I went back to Butler, locked up my father’s house, and drove to Crystal Spring. There, I rented a tiny furnished one-bedroom house and waited. Waited to take revenge, on the people who had destroyed my family.
It wasn’t too hard to be incognito in Crystal. So much time had passed that no one recognized me anymore. I remembered downtown, with its storefronts that seemed to be from another time. The outskirts were bigger than I remembered, now dotted with convenience stores, fast food restaurants, a Wal-Mart. I drove by my old house, painted beige now instead of yellow, where a young mother was supervising two toddlers in the front yard.
The strip club outside of town wasn’t hard to find – I remembered it from my childhood, when my mother would cast disapproving glances at it as we drove by.
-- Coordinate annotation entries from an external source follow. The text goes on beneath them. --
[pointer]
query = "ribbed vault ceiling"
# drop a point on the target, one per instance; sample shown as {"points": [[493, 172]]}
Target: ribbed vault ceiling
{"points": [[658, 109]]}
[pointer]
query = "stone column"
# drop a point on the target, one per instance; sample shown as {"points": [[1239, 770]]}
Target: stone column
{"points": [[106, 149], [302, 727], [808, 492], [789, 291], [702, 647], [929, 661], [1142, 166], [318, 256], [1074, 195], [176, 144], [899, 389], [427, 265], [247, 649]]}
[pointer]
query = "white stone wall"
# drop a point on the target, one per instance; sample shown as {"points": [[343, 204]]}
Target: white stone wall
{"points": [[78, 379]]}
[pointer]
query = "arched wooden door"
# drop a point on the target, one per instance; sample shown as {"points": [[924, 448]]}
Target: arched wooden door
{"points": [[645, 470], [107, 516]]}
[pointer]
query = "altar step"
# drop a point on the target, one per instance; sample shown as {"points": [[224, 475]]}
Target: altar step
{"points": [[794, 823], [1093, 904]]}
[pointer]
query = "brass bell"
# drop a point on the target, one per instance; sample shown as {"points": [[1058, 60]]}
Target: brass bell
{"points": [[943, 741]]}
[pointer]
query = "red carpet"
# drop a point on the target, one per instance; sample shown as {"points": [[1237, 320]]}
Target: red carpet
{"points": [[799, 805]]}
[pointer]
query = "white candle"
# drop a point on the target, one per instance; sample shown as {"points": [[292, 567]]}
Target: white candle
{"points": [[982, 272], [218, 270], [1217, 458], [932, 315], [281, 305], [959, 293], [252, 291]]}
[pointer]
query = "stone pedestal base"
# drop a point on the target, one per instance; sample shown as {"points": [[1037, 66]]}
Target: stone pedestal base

The club, called Teasers, was owned by the Fugitives – one of a handful of local businesses owned by them. After a few weeks of living back in Crystal Spring, I drove by the club one day and glimpsed a “Help Wanted” sign in the window. I pulled into the gravel parking lot and peered at the sign through my rolled-down window. They were advertising for a waitress. I wasn’t sure whether that meant waitress or “waitress,” but I had waited tables in college before working at the vet’s office. I put the car in gear and drove back to my place. This was a stroke of luck. If I could manage to get the job, I could infiltrate the club and take my time thinking of how to make them pay.